The protocol defines the primary end point as 17-item Hamilton Depression Rating Scale (HAMD-17) response at week 12 (≥50% reduction from baseline) [1]. In the Sample Size Calculation section [1], the assumed control-group rate (about 30%) is justified by reference to the Sequenced Treatment Alternatives to Relieve Depression (STAR*D) study [4]. However, commonly cited STAR*D estimates often refer to citalopram remission rates at level 1 (approximately 30%‐33%, depending on the instrument), which are conceptually and operationally distinct from the response [4]. If planning assumptions draw on remission-based estimates but the primary end point is the response, the planning rationale may not map cleanly onto the stated end point, and sensitivity to plausible response-rate assumptions becomes relevant for interpreting power and margin adequacy.
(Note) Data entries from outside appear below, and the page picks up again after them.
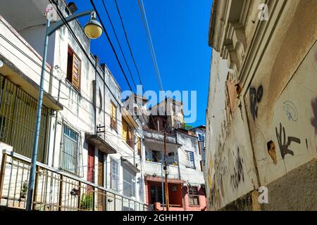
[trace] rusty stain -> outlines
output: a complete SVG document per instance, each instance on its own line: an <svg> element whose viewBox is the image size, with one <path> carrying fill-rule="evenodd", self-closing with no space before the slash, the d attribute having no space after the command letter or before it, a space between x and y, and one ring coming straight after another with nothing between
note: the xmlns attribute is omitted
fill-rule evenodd
<svg viewBox="0 0 317 225"><path fill-rule="evenodd" d="M244 181L243 172L243 159L240 155L240 149L237 148L237 155L235 165L233 169L233 174L230 176L230 184L232 188L237 188L241 181Z"/></svg>
<svg viewBox="0 0 317 225"><path fill-rule="evenodd" d="M278 164L278 160L276 158L276 151L275 151L275 144L272 141L270 141L267 143L268 145L268 152L272 158L274 165Z"/></svg>
<svg viewBox="0 0 317 225"><path fill-rule="evenodd" d="M281 41L280 49L276 49L278 53L275 60L272 59L275 62L268 83L270 91L268 91L268 99L270 101L267 102L267 108L273 108L280 90L283 89L286 82L293 75L292 72L297 68L299 63L304 59L306 53L316 41L317 23L315 22L308 27L303 26L303 24L311 24L311 21L315 21L316 6L317 1L299 1L297 10L285 36L285 38ZM300 34L294 35L295 30L297 33ZM307 37L304 41L303 41L303 37ZM267 112L266 117L268 119L271 116L271 110L265 112Z"/></svg>
<svg viewBox="0 0 317 225"><path fill-rule="evenodd" d="M311 108L313 108L313 117L311 119L311 124L315 127L315 134L317 134L317 98L311 101Z"/></svg>

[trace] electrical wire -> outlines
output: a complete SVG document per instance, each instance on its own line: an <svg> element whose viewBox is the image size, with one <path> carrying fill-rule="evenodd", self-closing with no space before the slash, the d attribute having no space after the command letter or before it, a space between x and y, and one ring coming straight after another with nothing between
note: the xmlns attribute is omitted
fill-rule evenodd
<svg viewBox="0 0 317 225"><path fill-rule="evenodd" d="M121 54L122 54L123 56L123 59L124 59L124 61L125 61L125 65L127 66L128 70L129 71L129 73L130 73L130 75L131 79L132 79L132 80L133 84L135 85L135 89L137 89L137 85L135 84L135 79L133 79L133 77L132 77L132 73L131 73L131 70L130 70L130 67L129 67L129 65L128 65L127 59L125 58L125 54L123 53L123 49L122 49L121 45L120 44L119 39L118 39L117 33L116 32L116 30L114 29L113 24L112 23L111 19L111 18L110 18L109 13L108 13L108 10L107 10L107 8L106 8L106 4L104 4L104 0L102 0L102 4L104 4L104 9L105 9L105 11L106 11L106 13L107 16L108 16L108 19L109 20L109 22L110 22L110 24L111 24L111 25L112 30L113 30L113 33L114 33L114 34L115 34L116 39L116 41L117 41L118 45L119 46L120 51L121 51Z"/></svg>
<svg viewBox="0 0 317 225"><path fill-rule="evenodd" d="M104 3L104 5L105 6L104 0L102 0L102 2ZM133 64L135 65L135 70L137 70L137 76L139 77L139 82L142 84L142 82L141 82L141 76L139 75L139 69L137 68L137 63L135 63L135 57L133 56L132 51L131 50L131 46L130 45L129 39L128 38L127 32L125 30L125 25L123 24L123 18L122 18L122 16L121 16L121 13L120 13L119 7L118 6L117 0L115 0L115 3L116 3L116 8L117 8L118 13L119 14L120 20L121 21L121 25L122 25L122 28L123 30L123 32L125 34L125 41L127 41L127 44L128 44L128 46L129 48L131 58L132 58L132 59L133 60ZM106 6L105 6L105 8L106 8ZM142 89L143 89L143 85L142 85ZM143 92L144 92L144 89L143 89Z"/></svg>

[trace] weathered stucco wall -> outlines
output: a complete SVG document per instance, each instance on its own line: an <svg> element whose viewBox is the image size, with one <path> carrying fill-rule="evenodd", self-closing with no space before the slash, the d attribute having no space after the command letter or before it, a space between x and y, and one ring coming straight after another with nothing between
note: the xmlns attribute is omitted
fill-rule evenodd
<svg viewBox="0 0 317 225"><path fill-rule="evenodd" d="M268 203L262 210L317 209L317 1L268 4L269 20L256 29L250 26L259 23L249 22L259 11L254 4L249 8L244 61L232 72L241 85L233 110L233 92L225 86L232 62L224 65L221 53L213 53L205 174L209 210L254 210L254 190L263 186Z"/></svg>

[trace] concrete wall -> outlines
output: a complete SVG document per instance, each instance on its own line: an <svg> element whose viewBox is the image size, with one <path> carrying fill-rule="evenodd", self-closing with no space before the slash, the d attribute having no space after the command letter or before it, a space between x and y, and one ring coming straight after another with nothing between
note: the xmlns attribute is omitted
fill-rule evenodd
<svg viewBox="0 0 317 225"><path fill-rule="evenodd" d="M209 209L316 210L317 3L269 1L268 21L257 20L254 1L246 6L231 6L225 18L225 25L231 13L245 15L244 30L233 28L233 49L211 32L218 52L213 51L206 121ZM226 85L230 77L239 84L237 98L235 86ZM263 186L268 203L259 205Z"/></svg>

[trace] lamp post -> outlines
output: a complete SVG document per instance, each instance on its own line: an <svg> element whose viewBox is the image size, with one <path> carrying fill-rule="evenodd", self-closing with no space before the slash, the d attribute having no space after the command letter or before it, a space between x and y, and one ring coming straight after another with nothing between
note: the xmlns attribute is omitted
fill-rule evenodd
<svg viewBox="0 0 317 225"><path fill-rule="evenodd" d="M84 27L84 32L86 35L90 39L97 39L102 34L102 27L100 23L96 20L96 12L94 11L85 11L80 13L76 13L71 15L65 18L66 22L73 21L78 18L89 15L90 18L88 22ZM26 210L30 211L32 210L32 202L33 199L33 189L35 185L35 178L36 173L36 163L37 159L37 149L39 145L39 135L41 124L41 114L42 114L42 106L43 103L43 92L44 92L44 81L45 75L45 64L46 61L47 55L47 46L49 43L49 37L52 34L54 34L57 30L61 28L64 25L64 22L60 20L54 22L51 25L51 21L49 18L46 19L46 29L45 29L45 41L44 41L44 49L43 53L43 61L42 64L42 71L41 71L41 80L39 83L39 99L37 101L37 120L35 124L35 131L34 136L34 146L32 153L31 159L31 168L30 169L30 179L29 184L27 188L27 198L26 204Z"/></svg>

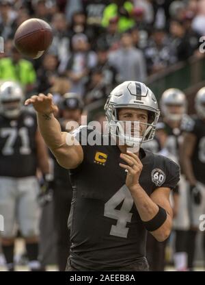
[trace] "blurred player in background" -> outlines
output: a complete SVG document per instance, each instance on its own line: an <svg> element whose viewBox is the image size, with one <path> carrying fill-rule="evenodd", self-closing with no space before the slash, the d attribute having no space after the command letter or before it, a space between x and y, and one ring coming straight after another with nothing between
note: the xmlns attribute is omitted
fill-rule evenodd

Readers may also look for a clearly prespecified noninferiority decision rule for the binary end point (eg, effect measure, CI approach, and the criterion for noninferiority relative to Δ = −15%), consistent with CONSORT (Consolidated Standards of Reporting Trials) guidance, and for consistency between the alpha used in sample size planning and the analysis description [2].

Because conclusions can be sensitive to analysis populations and missing data, clarity on intention-to-treat versus per-protocol roles and missing-data handling can further support interpretation [2,3].

These considerations may help readers place the protocol’s design choices in a broader context when interpreting results from noninferiority trials of complex adjunctive interventions.